Ben Davies - We are Seeing 2008 Style Crash Signals

With so much fear and uncertainty in markets around the world, today King World News interviewed Ben Davies, CEO of Hinde Capital.  Davies alerted KWN that his firm is seeing crash signals similar to those of 2008.  When asked about these signals, Davies responded,“We’re seeing that lending spreads are widening.  Certain rates are starting to look stressed.  Clearly there’s a funding issue brewing within the banking sector with what’s happening in Europe.  High yield spreads are beginning to widen as the corporate sector is getting crowded out by the needs of the sovereign nations, who keep issuing unbelievable amounts of capital or pseudo capital.”

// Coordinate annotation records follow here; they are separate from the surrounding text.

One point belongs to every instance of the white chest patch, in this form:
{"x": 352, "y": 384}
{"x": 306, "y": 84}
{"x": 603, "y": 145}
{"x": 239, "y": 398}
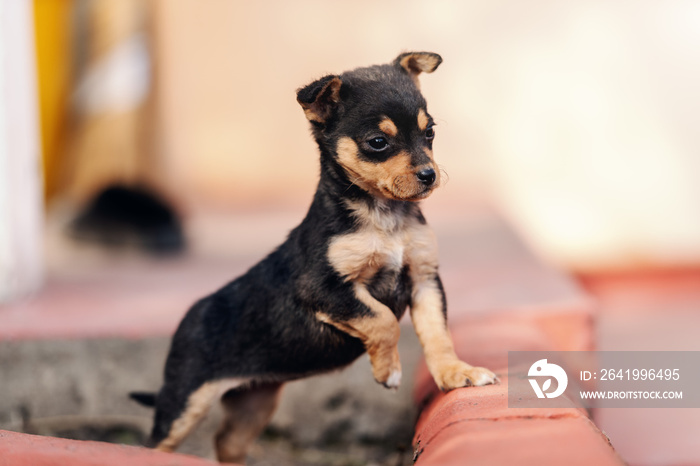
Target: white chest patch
{"x": 361, "y": 254}
{"x": 383, "y": 240}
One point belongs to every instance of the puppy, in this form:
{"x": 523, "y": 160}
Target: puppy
{"x": 339, "y": 284}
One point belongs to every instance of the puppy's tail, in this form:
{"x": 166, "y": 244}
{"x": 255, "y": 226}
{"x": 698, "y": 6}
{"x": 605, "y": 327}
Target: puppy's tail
{"x": 144, "y": 398}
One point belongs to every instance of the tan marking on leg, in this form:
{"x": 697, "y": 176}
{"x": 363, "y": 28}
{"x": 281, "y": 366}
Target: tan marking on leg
{"x": 429, "y": 321}
{"x": 422, "y": 120}
{"x": 246, "y": 413}
{"x": 197, "y": 407}
{"x": 379, "y": 333}
{"x": 388, "y": 127}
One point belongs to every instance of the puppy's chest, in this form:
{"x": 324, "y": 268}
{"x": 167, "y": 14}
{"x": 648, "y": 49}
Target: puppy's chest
{"x": 373, "y": 247}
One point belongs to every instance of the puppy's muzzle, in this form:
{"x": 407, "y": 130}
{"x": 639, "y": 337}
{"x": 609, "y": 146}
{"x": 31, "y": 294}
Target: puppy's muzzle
{"x": 427, "y": 176}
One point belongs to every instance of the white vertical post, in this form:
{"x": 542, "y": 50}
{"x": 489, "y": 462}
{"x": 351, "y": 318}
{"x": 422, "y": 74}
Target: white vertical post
{"x": 21, "y": 209}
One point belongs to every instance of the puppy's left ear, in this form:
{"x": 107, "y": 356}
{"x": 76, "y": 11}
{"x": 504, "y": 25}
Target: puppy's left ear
{"x": 320, "y": 98}
{"x": 416, "y": 63}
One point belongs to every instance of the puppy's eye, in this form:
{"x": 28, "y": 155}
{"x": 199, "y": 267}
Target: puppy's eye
{"x": 378, "y": 144}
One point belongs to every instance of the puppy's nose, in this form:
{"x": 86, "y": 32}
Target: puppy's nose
{"x": 427, "y": 176}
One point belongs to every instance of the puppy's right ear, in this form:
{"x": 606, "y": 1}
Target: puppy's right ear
{"x": 320, "y": 98}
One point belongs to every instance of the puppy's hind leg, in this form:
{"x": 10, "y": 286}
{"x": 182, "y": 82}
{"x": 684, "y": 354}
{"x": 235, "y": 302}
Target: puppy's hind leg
{"x": 247, "y": 411}
{"x": 179, "y": 411}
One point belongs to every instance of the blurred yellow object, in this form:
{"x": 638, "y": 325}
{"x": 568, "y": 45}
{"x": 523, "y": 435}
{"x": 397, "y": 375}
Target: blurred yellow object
{"x": 52, "y": 19}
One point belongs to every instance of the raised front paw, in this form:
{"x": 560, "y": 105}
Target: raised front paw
{"x": 387, "y": 371}
{"x": 460, "y": 374}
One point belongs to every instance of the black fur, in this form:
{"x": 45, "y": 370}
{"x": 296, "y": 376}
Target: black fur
{"x": 262, "y": 325}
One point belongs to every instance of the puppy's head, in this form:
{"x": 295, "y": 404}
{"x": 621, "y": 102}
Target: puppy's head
{"x": 373, "y": 122}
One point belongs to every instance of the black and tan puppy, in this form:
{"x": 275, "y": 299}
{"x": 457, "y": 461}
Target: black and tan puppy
{"x": 340, "y": 282}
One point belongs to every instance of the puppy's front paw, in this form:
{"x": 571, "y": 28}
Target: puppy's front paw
{"x": 388, "y": 371}
{"x": 394, "y": 379}
{"x": 460, "y": 374}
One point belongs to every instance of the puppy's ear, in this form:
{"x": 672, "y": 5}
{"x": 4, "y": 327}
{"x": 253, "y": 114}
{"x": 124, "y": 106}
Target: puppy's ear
{"x": 320, "y": 98}
{"x": 416, "y": 63}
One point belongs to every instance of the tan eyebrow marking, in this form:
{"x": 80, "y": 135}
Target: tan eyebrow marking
{"x": 422, "y": 120}
{"x": 388, "y": 127}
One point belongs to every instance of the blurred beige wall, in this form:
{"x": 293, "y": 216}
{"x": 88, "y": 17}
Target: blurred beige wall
{"x": 579, "y": 118}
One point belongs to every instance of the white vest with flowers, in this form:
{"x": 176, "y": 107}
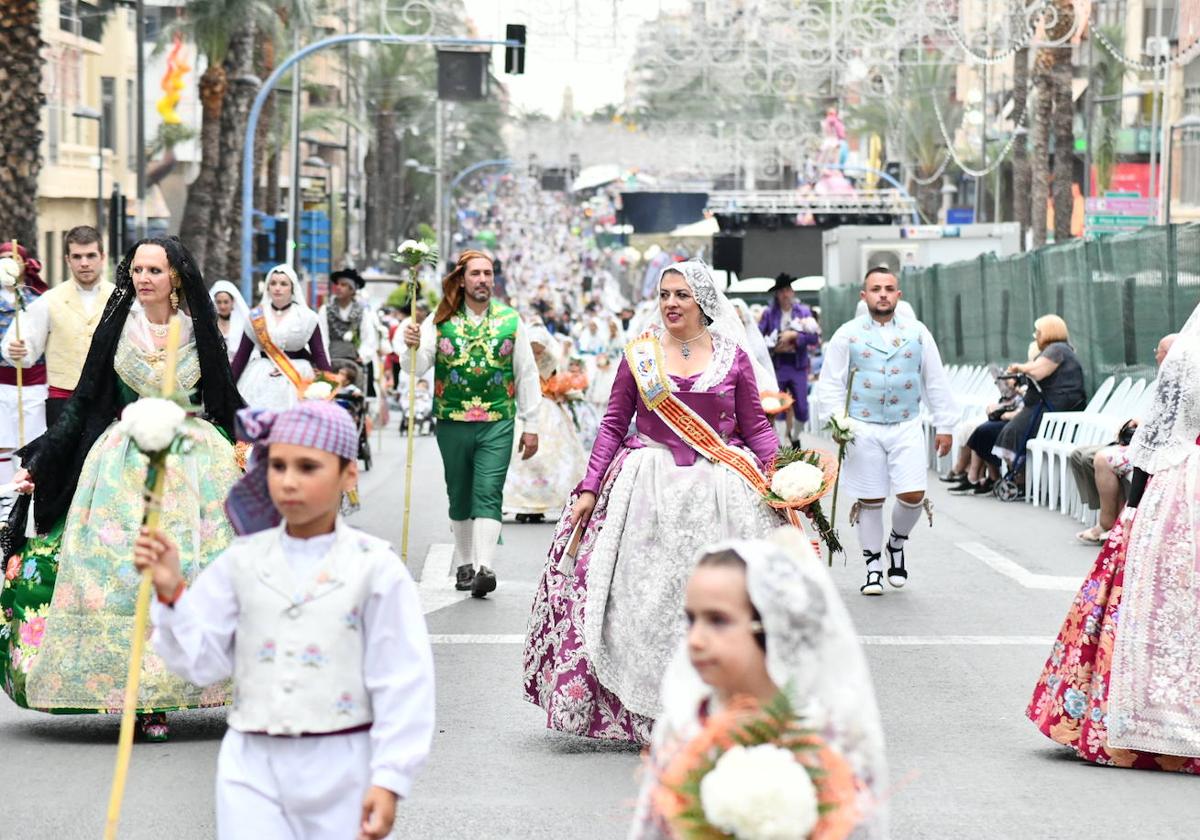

“They need to keep rolling that over.  Just take Italy alone who’s got nearly $350 billion to do next year, that’s just one country in a 1.9 trillion debt market.  Over the next four years they will have to recycle 60% of their debt and this is the problem here.  So these crash signals are just showing us that there are severe stresses in the system and they are starting to get to the extremes that we saw in 2008, just before the Lehman crisis.

What is potentially different this time, is the Lehman crisis, in many ways, although we were building up to it, no one thought that they would actually let a bank go under at that stage because JP Morgan effectively had to buy out Bear Stearns.  

So I think the difference now is that we all understand that Greece is effectively defaulting, whether it’s orderly or disorderly is another matter and that the contagion is happening.  We can see it.  And policymakers are really at a loss for what to do.  

Take the Germans, do they really want to go into a fiscal union and pay for profligacy of the periphery?  This is the ultimate question.  Although I see these crash signals starting to go off, I cannot again get too bearish on risk assets because I really feel, at this point, that the ECB is going to acquiesce....

“I think they are going to go into full monetization.  I mean for all intents and purposes they have expanded their balance sheet over the last few years.  They may not be doing tacit purchases, but as far as I’m concerned they have been doing stealth QE for a long time.

But I think they are going to be overt this time and I think they are going to say, just like the Fed, ‘Look, we’ve got real deflationary pressures.’  A bit like the RBA cut rates, citing deflationary pressures.  Now I think that means they will come and buy bonds across the curve in the secondary market.  

I’m talking here about Europe coming in and starting their official program of quantitative and potentially qualitative easing.  Should they (the ECB) not do anything, the Fed will have to step in.  I think they would want to stabilize the threat to the banking system over there in the US.  I think there will be a form of QE coming in the US.

So they are going to have to introduce some financial repression tactics, which just means they will do some money printing.  Now if that happens I cannot be short risk assets, I cannot be short silver and I cannot be short gold.”

Davies also noted, “There is no doubt that we are hitting monetary and fiscal constraints.  The balance sheet of the Fed is 50 times levered relative to 2007 when it was 25 times levered.  That means that effectively 2% down on that portfolio and you wipe out all of the equity.  Effectively, without printing more money, they (the Fed) would be insolvent.”